En 2018, il prend la direction de Stoneshed FX, avant de devenir, en août 2023, Chief Executive Officer de Stoneshed Asset Management. Cette étape marque un changement d’échelle. Il ne s’agit plus seulement d’intervenir sur les marchés, mais de construire un acteur capable d’accompagner les particuliers, les entreprises, les investisseurs et les institutions dans une logique de gestion organisée, transparente et encadrée.
Cette ambition prend une dimension concrète avec le lancement officiel des activités de Stoneshed Asset Management sur le marché de la CEMAC, à travers la mise sur le marché de ses deux premiers Fonds Communs de Placement : le FCP Stoneshed Classic et le FCP Stoneshed Gold. Ces deux véhicules marquent une étape importante pour la jeune société de gestion. Ils traduisent sa volonté de proposer des solutions d’investissement structurées, accessibles et adaptées à un marché régional encore en phase de maturation.
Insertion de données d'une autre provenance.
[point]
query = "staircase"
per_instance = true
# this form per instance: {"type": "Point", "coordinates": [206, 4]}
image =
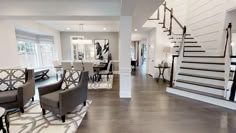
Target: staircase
{"type": "Point", "coordinates": [199, 75]}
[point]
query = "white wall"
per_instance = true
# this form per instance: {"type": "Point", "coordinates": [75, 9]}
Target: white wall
{"type": "Point", "coordinates": [8, 49]}
{"type": "Point", "coordinates": [8, 40]}
{"type": "Point", "coordinates": [113, 38]}
{"type": "Point", "coordinates": [205, 20]}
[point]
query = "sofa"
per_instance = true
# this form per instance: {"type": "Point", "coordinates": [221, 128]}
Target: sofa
{"type": "Point", "coordinates": [63, 96]}
{"type": "Point", "coordinates": [17, 87]}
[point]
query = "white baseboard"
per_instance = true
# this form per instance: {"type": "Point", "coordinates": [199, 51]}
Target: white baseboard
{"type": "Point", "coordinates": [211, 100]}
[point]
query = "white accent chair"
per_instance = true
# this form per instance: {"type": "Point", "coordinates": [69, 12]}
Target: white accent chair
{"type": "Point", "coordinates": [58, 69]}
{"type": "Point", "coordinates": [107, 72]}
{"type": "Point", "coordinates": [78, 66]}
{"type": "Point", "coordinates": [88, 66]}
{"type": "Point", "coordinates": [66, 65]}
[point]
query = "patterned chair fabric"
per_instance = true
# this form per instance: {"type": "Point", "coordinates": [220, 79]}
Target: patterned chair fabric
{"type": "Point", "coordinates": [71, 79]}
{"type": "Point", "coordinates": [11, 79]}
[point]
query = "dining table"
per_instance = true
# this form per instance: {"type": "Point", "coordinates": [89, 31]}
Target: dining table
{"type": "Point", "coordinates": [97, 68]}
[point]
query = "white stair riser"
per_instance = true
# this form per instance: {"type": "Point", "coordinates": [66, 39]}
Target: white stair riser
{"type": "Point", "coordinates": [215, 60]}
{"type": "Point", "coordinates": [204, 73]}
{"type": "Point", "coordinates": [201, 80]}
{"type": "Point", "coordinates": [197, 54]}
{"type": "Point", "coordinates": [201, 88]}
{"type": "Point", "coordinates": [206, 66]}
{"type": "Point", "coordinates": [190, 48]}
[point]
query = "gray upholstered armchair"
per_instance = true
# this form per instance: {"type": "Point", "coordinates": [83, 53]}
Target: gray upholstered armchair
{"type": "Point", "coordinates": [62, 97]}
{"type": "Point", "coordinates": [17, 87]}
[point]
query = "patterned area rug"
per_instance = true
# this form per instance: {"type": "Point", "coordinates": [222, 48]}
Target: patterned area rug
{"type": "Point", "coordinates": [102, 84]}
{"type": "Point", "coordinates": [32, 121]}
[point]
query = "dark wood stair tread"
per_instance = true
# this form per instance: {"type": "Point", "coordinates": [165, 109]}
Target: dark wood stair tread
{"type": "Point", "coordinates": [189, 46]}
{"type": "Point", "coordinates": [202, 69]}
{"type": "Point", "coordinates": [201, 84]}
{"type": "Point", "coordinates": [184, 42]}
{"type": "Point", "coordinates": [233, 63]}
{"type": "Point", "coordinates": [188, 38]}
{"type": "Point", "coordinates": [199, 92]}
{"type": "Point", "coordinates": [193, 51]}
{"type": "Point", "coordinates": [195, 62]}
{"type": "Point", "coordinates": [181, 34]}
{"type": "Point", "coordinates": [202, 76]}
{"type": "Point", "coordinates": [197, 56]}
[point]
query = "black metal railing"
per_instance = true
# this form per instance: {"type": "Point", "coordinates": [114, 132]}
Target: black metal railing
{"type": "Point", "coordinates": [170, 30]}
{"type": "Point", "coordinates": [184, 31]}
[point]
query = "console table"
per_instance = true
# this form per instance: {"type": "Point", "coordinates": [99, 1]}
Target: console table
{"type": "Point", "coordinates": [162, 72]}
{"type": "Point", "coordinates": [4, 114]}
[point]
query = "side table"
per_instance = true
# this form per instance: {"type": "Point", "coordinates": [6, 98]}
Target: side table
{"type": "Point", "coordinates": [3, 113]}
{"type": "Point", "coordinates": [161, 72]}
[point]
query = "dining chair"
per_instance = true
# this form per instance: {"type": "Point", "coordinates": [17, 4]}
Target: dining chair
{"type": "Point", "coordinates": [108, 71]}
{"type": "Point", "coordinates": [66, 65]}
{"type": "Point", "coordinates": [115, 66]}
{"type": "Point", "coordinates": [88, 66]}
{"type": "Point", "coordinates": [78, 66]}
{"type": "Point", "coordinates": [59, 71]}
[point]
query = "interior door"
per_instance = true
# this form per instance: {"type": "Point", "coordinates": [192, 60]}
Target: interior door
{"type": "Point", "coordinates": [151, 60]}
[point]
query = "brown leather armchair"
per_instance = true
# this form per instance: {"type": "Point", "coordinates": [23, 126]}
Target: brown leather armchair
{"type": "Point", "coordinates": [59, 101]}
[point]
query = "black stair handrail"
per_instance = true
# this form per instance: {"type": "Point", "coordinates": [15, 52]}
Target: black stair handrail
{"type": "Point", "coordinates": [228, 36]}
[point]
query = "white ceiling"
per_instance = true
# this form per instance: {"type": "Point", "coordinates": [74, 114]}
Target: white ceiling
{"type": "Point", "coordinates": [94, 14]}
{"type": "Point", "coordinates": [88, 26]}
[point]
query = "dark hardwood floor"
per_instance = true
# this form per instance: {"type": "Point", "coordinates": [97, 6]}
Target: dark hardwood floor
{"type": "Point", "coordinates": [152, 110]}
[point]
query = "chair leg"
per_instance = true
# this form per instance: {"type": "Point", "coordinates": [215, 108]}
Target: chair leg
{"type": "Point", "coordinates": [44, 111]}
{"type": "Point", "coordinates": [63, 118]}
{"type": "Point", "coordinates": [22, 109]}
{"type": "Point", "coordinates": [57, 77]}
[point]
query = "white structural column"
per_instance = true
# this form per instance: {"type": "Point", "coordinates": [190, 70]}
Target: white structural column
{"type": "Point", "coordinates": [125, 56]}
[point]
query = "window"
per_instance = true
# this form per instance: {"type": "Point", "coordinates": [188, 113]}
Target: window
{"type": "Point", "coordinates": [35, 51]}
{"type": "Point", "coordinates": [27, 54]}
{"type": "Point", "coordinates": [46, 54]}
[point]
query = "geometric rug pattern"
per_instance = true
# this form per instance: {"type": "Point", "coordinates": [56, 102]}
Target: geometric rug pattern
{"type": "Point", "coordinates": [32, 121]}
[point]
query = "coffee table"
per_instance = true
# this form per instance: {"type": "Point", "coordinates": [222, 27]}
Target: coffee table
{"type": "Point", "coordinates": [3, 113]}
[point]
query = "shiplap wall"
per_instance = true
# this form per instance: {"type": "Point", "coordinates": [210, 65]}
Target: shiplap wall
{"type": "Point", "coordinates": [180, 12]}
{"type": "Point", "coordinates": [205, 21]}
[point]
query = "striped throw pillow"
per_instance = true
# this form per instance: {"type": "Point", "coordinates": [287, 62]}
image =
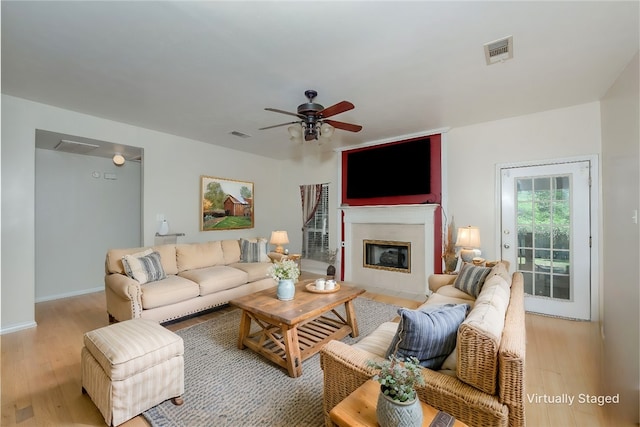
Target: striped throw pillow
{"type": "Point", "coordinates": [471, 278]}
{"type": "Point", "coordinates": [143, 269]}
{"type": "Point", "coordinates": [429, 333]}
{"type": "Point", "coordinates": [253, 250]}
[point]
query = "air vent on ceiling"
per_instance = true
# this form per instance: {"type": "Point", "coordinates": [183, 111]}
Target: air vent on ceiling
{"type": "Point", "coordinates": [239, 134]}
{"type": "Point", "coordinates": [75, 147]}
{"type": "Point", "coordinates": [499, 50]}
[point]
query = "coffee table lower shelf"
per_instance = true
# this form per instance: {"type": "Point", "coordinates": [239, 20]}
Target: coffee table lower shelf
{"type": "Point", "coordinates": [277, 341]}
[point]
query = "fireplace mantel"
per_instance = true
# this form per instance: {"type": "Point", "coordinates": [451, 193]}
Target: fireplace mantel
{"type": "Point", "coordinates": [383, 222]}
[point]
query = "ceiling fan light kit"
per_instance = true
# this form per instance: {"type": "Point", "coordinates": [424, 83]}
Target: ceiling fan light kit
{"type": "Point", "coordinates": [313, 122]}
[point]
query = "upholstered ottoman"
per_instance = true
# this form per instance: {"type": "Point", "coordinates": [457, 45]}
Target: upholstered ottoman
{"type": "Point", "coordinates": [131, 366]}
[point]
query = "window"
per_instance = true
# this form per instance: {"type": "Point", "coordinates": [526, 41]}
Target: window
{"type": "Point", "coordinates": [315, 233]}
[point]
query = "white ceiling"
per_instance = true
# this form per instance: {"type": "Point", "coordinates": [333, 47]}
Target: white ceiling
{"type": "Point", "coordinates": [203, 69]}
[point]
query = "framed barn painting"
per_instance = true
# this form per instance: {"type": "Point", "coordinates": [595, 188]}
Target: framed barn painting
{"type": "Point", "coordinates": [225, 204]}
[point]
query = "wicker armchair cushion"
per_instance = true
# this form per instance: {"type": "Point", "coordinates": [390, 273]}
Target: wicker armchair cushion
{"type": "Point", "coordinates": [429, 333]}
{"type": "Point", "coordinates": [480, 334]}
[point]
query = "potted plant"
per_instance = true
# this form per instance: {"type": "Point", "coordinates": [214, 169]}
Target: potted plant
{"type": "Point", "coordinates": [286, 272]}
{"type": "Point", "coordinates": [398, 405]}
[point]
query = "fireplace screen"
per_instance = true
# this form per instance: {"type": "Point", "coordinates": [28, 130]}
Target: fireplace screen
{"type": "Point", "coordinates": [387, 255]}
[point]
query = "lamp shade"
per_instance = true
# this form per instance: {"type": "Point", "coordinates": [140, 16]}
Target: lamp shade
{"type": "Point", "coordinates": [326, 130]}
{"type": "Point", "coordinates": [468, 237]}
{"type": "Point", "coordinates": [279, 238]}
{"type": "Point", "coordinates": [295, 133]}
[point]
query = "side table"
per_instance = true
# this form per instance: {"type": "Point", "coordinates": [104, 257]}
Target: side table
{"type": "Point", "coordinates": [359, 410]}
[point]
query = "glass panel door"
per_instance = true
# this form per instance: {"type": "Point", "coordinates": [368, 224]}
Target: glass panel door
{"type": "Point", "coordinates": [546, 235]}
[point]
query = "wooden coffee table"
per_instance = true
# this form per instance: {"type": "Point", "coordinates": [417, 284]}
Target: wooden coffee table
{"type": "Point", "coordinates": [359, 410]}
{"type": "Point", "coordinates": [292, 331]}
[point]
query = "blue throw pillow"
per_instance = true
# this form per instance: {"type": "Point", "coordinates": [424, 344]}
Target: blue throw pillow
{"type": "Point", "coordinates": [429, 334]}
{"type": "Point", "coordinates": [471, 278]}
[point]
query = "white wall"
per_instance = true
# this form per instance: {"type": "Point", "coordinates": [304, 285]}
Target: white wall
{"type": "Point", "coordinates": [474, 151]}
{"type": "Point", "coordinates": [172, 170]}
{"type": "Point", "coordinates": [621, 244]}
{"type": "Point", "coordinates": [87, 214]}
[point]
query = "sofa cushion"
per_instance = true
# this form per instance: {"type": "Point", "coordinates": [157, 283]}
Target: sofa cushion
{"type": "Point", "coordinates": [231, 251]}
{"type": "Point", "coordinates": [479, 337]}
{"type": "Point", "coordinates": [199, 255]}
{"type": "Point", "coordinates": [255, 270]}
{"type": "Point", "coordinates": [471, 278]}
{"type": "Point", "coordinates": [440, 299]}
{"type": "Point", "coordinates": [254, 250]}
{"type": "Point", "coordinates": [453, 292]}
{"type": "Point", "coordinates": [377, 342]}
{"type": "Point", "coordinates": [113, 262]}
{"type": "Point", "coordinates": [144, 268]}
{"type": "Point", "coordinates": [217, 278]}
{"type": "Point", "coordinates": [168, 257]}
{"type": "Point", "coordinates": [167, 291]}
{"type": "Point", "coordinates": [428, 333]}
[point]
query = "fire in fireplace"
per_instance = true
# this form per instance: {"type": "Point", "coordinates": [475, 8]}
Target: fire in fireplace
{"type": "Point", "coordinates": [387, 255]}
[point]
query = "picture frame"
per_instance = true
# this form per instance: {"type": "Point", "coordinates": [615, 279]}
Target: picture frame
{"type": "Point", "coordinates": [225, 204]}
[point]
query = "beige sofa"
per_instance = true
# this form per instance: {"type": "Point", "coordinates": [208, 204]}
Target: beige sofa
{"type": "Point", "coordinates": [199, 276]}
{"type": "Point", "coordinates": [481, 383]}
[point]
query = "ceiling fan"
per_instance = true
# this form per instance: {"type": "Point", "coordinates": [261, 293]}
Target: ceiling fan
{"type": "Point", "coordinates": [313, 122]}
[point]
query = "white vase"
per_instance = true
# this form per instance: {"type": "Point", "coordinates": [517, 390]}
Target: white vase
{"type": "Point", "coordinates": [286, 289]}
{"type": "Point", "coordinates": [391, 413]}
{"type": "Point", "coordinates": [164, 228]}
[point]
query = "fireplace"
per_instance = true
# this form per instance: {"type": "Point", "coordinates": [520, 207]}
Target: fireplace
{"type": "Point", "coordinates": [411, 226]}
{"type": "Point", "coordinates": [387, 255]}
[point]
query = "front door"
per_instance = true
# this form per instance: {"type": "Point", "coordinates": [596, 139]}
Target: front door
{"type": "Point", "coordinates": [546, 235]}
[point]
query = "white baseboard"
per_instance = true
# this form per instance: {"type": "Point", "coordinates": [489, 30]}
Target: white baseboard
{"type": "Point", "coordinates": [69, 294]}
{"type": "Point", "coordinates": [17, 327]}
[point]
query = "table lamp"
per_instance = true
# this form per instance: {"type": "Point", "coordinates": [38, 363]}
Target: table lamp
{"type": "Point", "coordinates": [279, 238]}
{"type": "Point", "coordinates": [469, 241]}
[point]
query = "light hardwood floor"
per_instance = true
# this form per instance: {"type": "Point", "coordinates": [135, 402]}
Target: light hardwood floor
{"type": "Point", "coordinates": [41, 366]}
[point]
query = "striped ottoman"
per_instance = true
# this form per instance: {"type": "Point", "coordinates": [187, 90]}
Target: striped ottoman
{"type": "Point", "coordinates": [131, 366]}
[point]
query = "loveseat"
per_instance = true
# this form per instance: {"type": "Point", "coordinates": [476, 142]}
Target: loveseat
{"type": "Point", "coordinates": [481, 382]}
{"type": "Point", "coordinates": [167, 282]}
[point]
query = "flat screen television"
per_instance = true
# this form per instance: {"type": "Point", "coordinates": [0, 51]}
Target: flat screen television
{"type": "Point", "coordinates": [401, 172]}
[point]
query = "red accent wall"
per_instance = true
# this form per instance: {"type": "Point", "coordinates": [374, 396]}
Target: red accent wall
{"type": "Point", "coordinates": [435, 196]}
{"type": "Point", "coordinates": [435, 168]}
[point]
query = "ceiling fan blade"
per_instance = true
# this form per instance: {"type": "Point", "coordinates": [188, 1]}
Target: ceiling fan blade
{"type": "Point", "coordinates": [344, 126]}
{"type": "Point", "coordinates": [281, 124]}
{"type": "Point", "coordinates": [338, 108]}
{"type": "Point", "coordinates": [275, 110]}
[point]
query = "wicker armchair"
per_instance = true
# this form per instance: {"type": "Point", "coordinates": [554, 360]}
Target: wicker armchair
{"type": "Point", "coordinates": [345, 369]}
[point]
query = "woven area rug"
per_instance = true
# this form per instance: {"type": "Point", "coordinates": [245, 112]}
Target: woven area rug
{"type": "Point", "coordinates": [225, 386]}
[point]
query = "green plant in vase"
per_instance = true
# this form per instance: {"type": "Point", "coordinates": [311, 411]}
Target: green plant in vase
{"type": "Point", "coordinates": [398, 378]}
{"type": "Point", "coordinates": [286, 273]}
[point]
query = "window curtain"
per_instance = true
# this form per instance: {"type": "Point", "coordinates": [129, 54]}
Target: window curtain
{"type": "Point", "coordinates": [310, 196]}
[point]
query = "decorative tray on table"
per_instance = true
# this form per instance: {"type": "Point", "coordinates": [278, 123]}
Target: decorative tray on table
{"type": "Point", "coordinates": [311, 287]}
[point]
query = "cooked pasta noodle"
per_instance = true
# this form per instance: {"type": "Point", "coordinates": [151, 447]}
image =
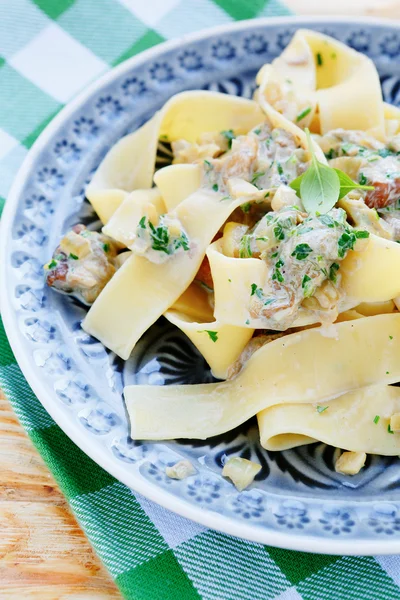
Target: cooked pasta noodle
{"type": "Point", "coordinates": [271, 242]}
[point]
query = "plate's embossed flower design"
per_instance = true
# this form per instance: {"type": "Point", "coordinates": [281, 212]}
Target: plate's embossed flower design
{"type": "Point", "coordinates": [292, 515]}
{"type": "Point", "coordinates": [162, 72]}
{"type": "Point", "coordinates": [359, 40]}
{"type": "Point", "coordinates": [249, 504]}
{"type": "Point", "coordinates": [385, 519]}
{"type": "Point", "coordinates": [50, 178]}
{"type": "Point", "coordinates": [223, 50]}
{"type": "Point", "coordinates": [390, 45]}
{"type": "Point", "coordinates": [133, 87]}
{"type": "Point", "coordinates": [68, 152]}
{"type": "Point", "coordinates": [190, 60]}
{"type": "Point", "coordinates": [255, 44]}
{"type": "Point", "coordinates": [85, 128]}
{"type": "Point", "coordinates": [336, 521]}
{"type": "Point", "coordinates": [293, 488]}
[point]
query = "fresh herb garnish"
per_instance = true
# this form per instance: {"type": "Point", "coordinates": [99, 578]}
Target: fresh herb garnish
{"type": "Point", "coordinates": [279, 232]}
{"type": "Point", "coordinates": [321, 186]}
{"type": "Point", "coordinates": [302, 115]}
{"type": "Point", "coordinates": [348, 185]}
{"type": "Point", "coordinates": [255, 290]}
{"type": "Point", "coordinates": [362, 179]}
{"type": "Point", "coordinates": [256, 177]}
{"type": "Point", "coordinates": [213, 335]}
{"type": "Point", "coordinates": [333, 269]}
{"type": "Point", "coordinates": [277, 275]}
{"type": "Point", "coordinates": [346, 242]}
{"type": "Point", "coordinates": [331, 154]}
{"type": "Point", "coordinates": [302, 251]}
{"type": "Point", "coordinates": [229, 135]}
{"type": "Point", "coordinates": [245, 247]}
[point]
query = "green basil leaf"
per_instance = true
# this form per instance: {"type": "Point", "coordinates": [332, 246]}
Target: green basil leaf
{"type": "Point", "coordinates": [295, 184]}
{"type": "Point", "coordinates": [319, 188]}
{"type": "Point", "coordinates": [348, 185]}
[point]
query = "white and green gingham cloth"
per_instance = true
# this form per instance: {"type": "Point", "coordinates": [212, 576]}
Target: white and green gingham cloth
{"type": "Point", "coordinates": [49, 50]}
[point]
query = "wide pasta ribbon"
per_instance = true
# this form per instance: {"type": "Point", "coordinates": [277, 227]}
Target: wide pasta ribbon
{"type": "Point", "coordinates": [367, 276]}
{"type": "Point", "coordinates": [323, 84]}
{"type": "Point", "coordinates": [357, 421]}
{"type": "Point", "coordinates": [322, 366]}
{"type": "Point", "coordinates": [130, 163]}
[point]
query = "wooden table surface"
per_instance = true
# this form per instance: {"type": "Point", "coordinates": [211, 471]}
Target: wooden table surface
{"type": "Point", "coordinates": [44, 554]}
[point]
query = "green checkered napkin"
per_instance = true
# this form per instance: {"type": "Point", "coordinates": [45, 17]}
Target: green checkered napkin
{"type": "Point", "coordinates": [151, 553]}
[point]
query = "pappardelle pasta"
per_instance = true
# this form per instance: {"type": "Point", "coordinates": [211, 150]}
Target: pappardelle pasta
{"type": "Point", "coordinates": [271, 241]}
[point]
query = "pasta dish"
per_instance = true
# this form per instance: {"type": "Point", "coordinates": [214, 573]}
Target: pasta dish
{"type": "Point", "coordinates": [271, 239]}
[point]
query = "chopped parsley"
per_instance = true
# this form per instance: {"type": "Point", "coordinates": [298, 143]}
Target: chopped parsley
{"type": "Point", "coordinates": [362, 179]}
{"type": "Point", "coordinates": [334, 268]}
{"type": "Point", "coordinates": [305, 284]}
{"type": "Point", "coordinates": [303, 114]}
{"type": "Point", "coordinates": [256, 177]}
{"type": "Point", "coordinates": [346, 242]}
{"type": "Point", "coordinates": [362, 234]}
{"type": "Point", "coordinates": [328, 221]}
{"type": "Point", "coordinates": [331, 154]}
{"type": "Point", "coordinates": [256, 291]}
{"type": "Point", "coordinates": [279, 232]}
{"type": "Point", "coordinates": [213, 335]}
{"type": "Point", "coordinates": [245, 247]}
{"type": "Point", "coordinates": [277, 275]}
{"type": "Point", "coordinates": [229, 136]}
{"type": "Point", "coordinates": [384, 152]}
{"type": "Point", "coordinates": [302, 251]}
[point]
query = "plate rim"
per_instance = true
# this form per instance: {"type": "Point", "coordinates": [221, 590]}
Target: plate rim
{"type": "Point", "coordinates": [207, 518]}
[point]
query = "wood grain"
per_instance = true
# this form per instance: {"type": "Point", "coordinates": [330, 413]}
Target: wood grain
{"type": "Point", "coordinates": [44, 554]}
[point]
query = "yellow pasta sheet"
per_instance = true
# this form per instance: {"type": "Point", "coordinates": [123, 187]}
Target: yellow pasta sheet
{"type": "Point", "coordinates": [305, 367]}
{"type": "Point", "coordinates": [220, 344]}
{"type": "Point", "coordinates": [367, 276]}
{"type": "Point", "coordinates": [123, 223]}
{"type": "Point", "coordinates": [339, 85]}
{"type": "Point", "coordinates": [127, 166]}
{"type": "Point", "coordinates": [348, 422]}
{"type": "Point", "coordinates": [141, 291]}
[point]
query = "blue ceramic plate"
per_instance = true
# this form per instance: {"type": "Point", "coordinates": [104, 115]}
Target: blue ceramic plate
{"type": "Point", "coordinates": [297, 500]}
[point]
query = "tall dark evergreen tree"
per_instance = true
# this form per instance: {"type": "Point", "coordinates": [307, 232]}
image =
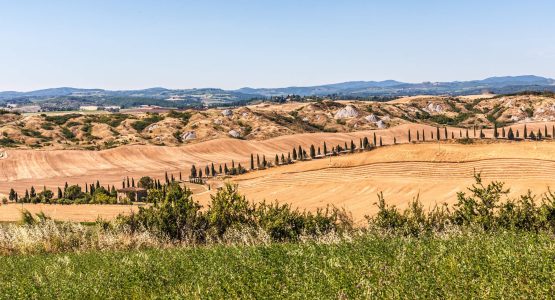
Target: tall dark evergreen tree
{"type": "Point", "coordinates": [193, 174]}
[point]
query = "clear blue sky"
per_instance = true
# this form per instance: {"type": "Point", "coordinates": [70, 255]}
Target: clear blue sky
{"type": "Point", "coordinates": [230, 44]}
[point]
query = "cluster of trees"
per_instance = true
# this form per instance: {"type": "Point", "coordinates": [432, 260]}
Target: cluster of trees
{"type": "Point", "coordinates": [483, 208]}
{"type": "Point", "coordinates": [508, 134]}
{"type": "Point", "coordinates": [211, 171]}
{"type": "Point", "coordinates": [93, 193]}
{"type": "Point", "coordinates": [175, 215]}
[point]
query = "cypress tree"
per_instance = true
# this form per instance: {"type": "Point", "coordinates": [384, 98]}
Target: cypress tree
{"type": "Point", "coordinates": [193, 174]}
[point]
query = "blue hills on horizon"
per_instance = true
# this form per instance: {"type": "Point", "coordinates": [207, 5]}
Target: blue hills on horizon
{"type": "Point", "coordinates": [498, 85]}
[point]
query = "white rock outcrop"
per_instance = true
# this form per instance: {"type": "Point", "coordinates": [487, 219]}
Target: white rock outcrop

Le FCP Stoneshed Classic et le FCP Stoneshed Gold s’inscrivent dans une logique de démocratisation de l’investissement. L’objectif est de permettre à davantage d’épargnants d’accéder aux marchés financiers, y compris ceux qui ne disposent pas nécessairement de gros montants à placer. Dans une région où l’épargne est souvent conservée hors des circuits productifs ou orientée vers des placements traditionnels, les fonds communs de placement peuvent devenir un outil puissant de transformation. Ils permettent de mutualiser les ressources, de diversifier les risques et de professionnaliser la gestion.
Pour Mokom Ndi Ndzah, l’enjeu est autant financier que pédagogique. La CEMAC ne deviendra pas un véritable marché d’investissement uniquement par la réglementation ou par les discours institutionnels. Elle aura besoin de produits compréhensibles, d’une information claire, d’acteurs crédibles et d’un effort continu d’éducation financière. Les investisseurs doivent comprendre ce qu’ils achètent, les risques qu’ils prennent, les horizons de placement recommandés et les mécanismes de rendement. Sans pédagogie, la finance reste distante. Avec elle, elle devient un outil de projection.
Stoneshed Asset Management intervient dans un moment particulier. Les États de la région ont des besoins considérables en infrastructures. Les entreprises recherchent des financements de long terme. Les ménages veulent protéger leur épargne et accéder à des solutions de placement plus lisibles. Entre ces trois réalités, la gestion d’actifs peut jouer un rôle d’intermédiation essentiel. Elle peut canaliser les capitaux dormants vers des opportunités productives, tout en offrant aux investisseurs des instruments mieux encadrés.
Le profil de Mokom Ndi Ndzah se distingue par une double culture. D’un côté, celle du professionnel formé à la discipline des marchés internationaux, où chaque décision s’apprécie à l’aune du risque, de la liquidité et de la performance. De l’autre, celle de l’entrepreneur financier qui comprend les réalités locales : faible profondeur du marché, culture financière limitée, prudence des épargnants, besoin de confiance et nécessité de bâtir progressivement.
Cette combinaison donne de la cohérence à sa démarche. Son ambition n’est pas uniquement de gérer des fonds. Elle consiste à participer à la construction d’un écosystème où l’épargne camerounaise et sous-régionale peut financer des projets, soutenir des entreprises, renforcer les marchés de capitaux et ouvrir de nouvelles perspectives aux investisseurs particuliers.